Sirisena’s Sri Lanka Freedom Party (SLFP) cancelled its May Day celebrations and instead was holding a closed-door meeting with senior stalwarts later in the day, 
officials said.
The country has been under a state of emergency since Easter Sunday attacks killed 253 people at three churches and three luxury hotels.
The emergency gives sweeping powers to police and the military to arrest and detain suspects for long periods.
Police say they have arrested over 150 people suspected of links to jihadists who carried out the bombings.
Prime Minister Wickremesinghe said Tuesday that some suspects remained at large. “A few more people involved in the attacks are out there and we hope to arrest them soon,” Wickremesinghe said. “Even if we arrest all of them, the threat will not disappear.”
He said Sri Lanka will have to work closely with international partners to neutralise the Islamic State, which claimed responsibility for the audacious bombings – the worst single-day attack against civilians on the island.

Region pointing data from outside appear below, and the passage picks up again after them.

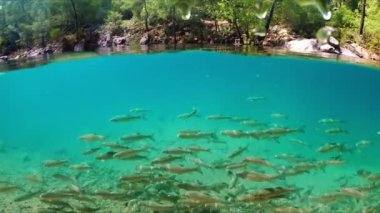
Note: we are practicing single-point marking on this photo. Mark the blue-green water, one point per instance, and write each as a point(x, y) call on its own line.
point(44, 110)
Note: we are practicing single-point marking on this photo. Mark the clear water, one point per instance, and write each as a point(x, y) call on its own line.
point(44, 110)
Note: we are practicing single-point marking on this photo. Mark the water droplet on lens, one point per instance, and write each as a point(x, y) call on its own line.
point(261, 15)
point(327, 15)
point(187, 16)
point(261, 9)
point(324, 34)
point(321, 5)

Sri Lanka blamed the local National Thowheeth Jama’ath (NTJ) for the bombings. The group had pledged an oath of allegiance to IS leader Abu Bakr al-Baghdadi, who in a recent audio message praised the 
Sri Lanka attacks.
Schools were due to open on Monday, but authorities put it off by a week. 
Police yesterday named nine people who staged Easter Sunday suicide bombings that killed 253 people, and said the attackers’ assets will be confiscated in line with anti-terror laws.

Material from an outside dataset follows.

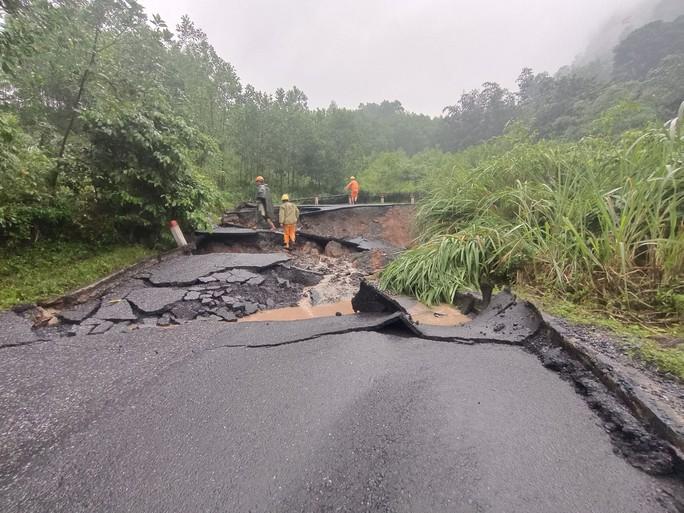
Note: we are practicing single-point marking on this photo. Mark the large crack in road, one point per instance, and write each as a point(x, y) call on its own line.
point(364, 412)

Police spokesman Ruwan Gunasekera confirmed that two of the luxury hotels were bombed by two brothers from a wealthy Colombo family involved in spice exports.

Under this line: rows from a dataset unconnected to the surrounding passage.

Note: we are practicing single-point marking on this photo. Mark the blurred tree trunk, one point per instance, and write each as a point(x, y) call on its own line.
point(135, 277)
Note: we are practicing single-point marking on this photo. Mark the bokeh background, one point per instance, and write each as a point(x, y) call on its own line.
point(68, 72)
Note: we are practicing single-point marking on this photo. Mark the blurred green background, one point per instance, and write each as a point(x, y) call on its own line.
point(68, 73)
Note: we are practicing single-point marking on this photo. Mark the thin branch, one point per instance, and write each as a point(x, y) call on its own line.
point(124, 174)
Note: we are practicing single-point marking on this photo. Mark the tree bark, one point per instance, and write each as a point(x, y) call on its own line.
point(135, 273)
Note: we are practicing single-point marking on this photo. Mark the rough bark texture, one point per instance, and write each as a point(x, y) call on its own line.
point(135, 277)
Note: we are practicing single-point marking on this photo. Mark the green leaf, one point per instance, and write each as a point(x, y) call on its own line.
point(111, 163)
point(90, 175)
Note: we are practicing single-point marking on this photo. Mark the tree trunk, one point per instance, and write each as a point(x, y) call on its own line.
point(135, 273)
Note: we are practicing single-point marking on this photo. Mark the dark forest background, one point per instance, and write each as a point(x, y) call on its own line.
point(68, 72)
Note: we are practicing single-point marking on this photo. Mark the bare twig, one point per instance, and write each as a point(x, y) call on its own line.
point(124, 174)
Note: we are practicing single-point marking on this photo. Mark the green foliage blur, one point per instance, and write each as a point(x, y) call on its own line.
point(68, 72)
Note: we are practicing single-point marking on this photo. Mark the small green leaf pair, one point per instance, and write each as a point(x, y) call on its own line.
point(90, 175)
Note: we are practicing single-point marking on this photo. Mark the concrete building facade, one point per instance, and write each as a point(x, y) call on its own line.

The group of militants had used one bomber at each of the locations hit on Easter Sunday, except at Shangri-La hotel where there were two suicide explosions. 
One of the Shangri-La bombers was Zahran Hashim, the leader of the local jihadist group responsible for the audacious attacks that were claimed by the Islamic State group.
Hashim headed the National Thowheeth Jama’ath (NTJ) which has since been banned. He attacked the Shangri-La in the company of Ilham Ahmed Mohamed Ibrahim.
Ilham’s elder brother Inshaf Ahmed was the man who bombed the nearby Cinnamon Grand hotel.
The third hotel to be targeted, the Kingsbury, was bombed by a man identified as Mohamed Azzam Mubarak Mohamed. His wife was now in police custody, Gunasekera said.
The St Anthony’s Church was targeted by a local resident named Ahmed Muaz. His brother has been arrested. The St Sebastian bomber was Mohamed Hasthun, a resident from the island’s east where Hashim was based.
The church in the eastern district of Batticaloa was hit by a local resident, Mohamed Nasser Mohamed Asad.
Another man who failed to set a bomb off at a deluxe hotel, but blasted his explosives at a guest house near the capital. He was identified as Abdul Latheef who had studied both in Britain and Australia.
Shortly after the hotel bomb attacks, Fathima Ilham, the wife of the younger of the two brothers, blasted explosives strapped to herself, killing her two children and three police officers who rushed to the family home in Colombo. 
“We are going to use prevention of terrorist financing laws to confiscate their property,” Gunasekera said.